What is Mobile 2.0?

the-real-internet-of-things-1

Source: Mobile 2.0

Benedict Evans makes some great points in this piece, and it got me thinking about how I would characterize both Web 2.0 and Mobile 2.0 if I were asked to do so.

I think I’d say the following:

  • Web 2.0: was the conversion from flat, link-based experiences to application-like experiences.

  • Mobile 2.0: will be the conversion from primarily using applications to using digital assistants via voice and text. In other words, it’ll be the transition from direct interaction to brokered interaction, with the brokers being your digital assistant and chat bots.

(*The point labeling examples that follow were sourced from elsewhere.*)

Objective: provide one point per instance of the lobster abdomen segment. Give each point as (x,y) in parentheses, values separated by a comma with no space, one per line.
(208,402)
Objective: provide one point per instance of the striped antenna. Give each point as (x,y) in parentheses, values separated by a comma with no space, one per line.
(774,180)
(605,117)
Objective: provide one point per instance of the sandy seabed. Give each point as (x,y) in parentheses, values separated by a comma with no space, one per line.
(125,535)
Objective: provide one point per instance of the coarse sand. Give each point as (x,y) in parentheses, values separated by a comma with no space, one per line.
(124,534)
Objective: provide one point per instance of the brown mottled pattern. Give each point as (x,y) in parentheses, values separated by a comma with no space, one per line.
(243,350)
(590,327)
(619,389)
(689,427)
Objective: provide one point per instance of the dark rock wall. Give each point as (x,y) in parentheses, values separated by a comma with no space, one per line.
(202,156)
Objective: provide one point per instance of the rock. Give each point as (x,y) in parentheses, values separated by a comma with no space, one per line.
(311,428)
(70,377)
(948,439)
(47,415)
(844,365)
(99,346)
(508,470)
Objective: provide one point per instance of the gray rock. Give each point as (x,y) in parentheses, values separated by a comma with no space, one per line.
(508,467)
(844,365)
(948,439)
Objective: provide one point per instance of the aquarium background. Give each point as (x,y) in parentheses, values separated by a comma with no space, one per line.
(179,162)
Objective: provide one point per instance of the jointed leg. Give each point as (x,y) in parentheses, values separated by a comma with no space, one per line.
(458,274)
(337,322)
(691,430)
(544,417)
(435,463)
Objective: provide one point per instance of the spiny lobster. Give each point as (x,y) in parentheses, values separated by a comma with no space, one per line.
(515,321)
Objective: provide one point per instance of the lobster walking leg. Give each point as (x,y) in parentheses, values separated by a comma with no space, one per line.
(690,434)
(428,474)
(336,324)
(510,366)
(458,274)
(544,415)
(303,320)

As I write about in The Real Internet of Things, this brokering is inevitable for several reasons. Here are two of them:

  1. Computers (i.e., digital assistants) will be able to interact with the hundreds or thousands of daemons that surround us on our behalf, whereas humans will not be able to.

  2. Voice and text (and eventually gesture, eye-tracking, and neural interfaces) are far more natural than poking at glass in different ways for different apps. The human will just express desires, and it’ll be up to the tech to sort it out, as opposed to the human explicitly poking buttons in the way demanded by the app.

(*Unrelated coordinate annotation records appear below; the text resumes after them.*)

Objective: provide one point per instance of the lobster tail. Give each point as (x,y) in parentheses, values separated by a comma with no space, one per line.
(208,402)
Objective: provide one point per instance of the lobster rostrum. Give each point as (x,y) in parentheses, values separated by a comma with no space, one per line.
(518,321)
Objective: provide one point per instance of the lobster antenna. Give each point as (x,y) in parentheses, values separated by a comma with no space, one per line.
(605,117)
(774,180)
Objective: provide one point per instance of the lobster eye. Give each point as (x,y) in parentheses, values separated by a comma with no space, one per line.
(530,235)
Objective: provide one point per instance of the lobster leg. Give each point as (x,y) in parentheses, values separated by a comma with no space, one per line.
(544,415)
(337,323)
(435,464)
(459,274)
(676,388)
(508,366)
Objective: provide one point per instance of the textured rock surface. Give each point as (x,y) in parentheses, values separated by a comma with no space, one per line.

Benedict does make a great point about a limitation of voice in replacing applications. If you have 20 applications on your mobile device, how are you supposed to remember them all? And how to use them all with pure voice / text.

I think the answer will come from a combination of high-quality digital assistants that make quality assumptions about what you want to do (and thus require you to be explicit less often), and advances in eye-tracking that can let you make selections from options more naturally than poking glass.

But to support his point, those will be a while. If we can’t remember what all Alexa can do for us, that same problem will follow us on mobile as we try to move to voice. Icons on glass will become reminders that you have the functionality as much as anything else.

Summary

  1. Web 2.0 was the transition from links to web apps.

  2. Mobile 2.0 is the transition from poking glass to naturally expressing desires to digital assistants and bots.

  3. Because it’s hard to remember all the different capabilities of a strong digital assistant, there will still be a use case for displaying functionality—in whatever form—at least for the foreseeable future.

Notes

  1. Even further out is the digital assistant using deep context to anticipate desires, curate choices, and otherwise remove the need for exhaustive choice selection.

  2. I love his comment about visual sensors vs. cameras, which I also talk about in my book. The idea applies to all kinds of sensors, and all kinds of machine learning algorithms. The game is sensor to algorithm. Humans looking at a snapshot is going to be extremely old thinking soon.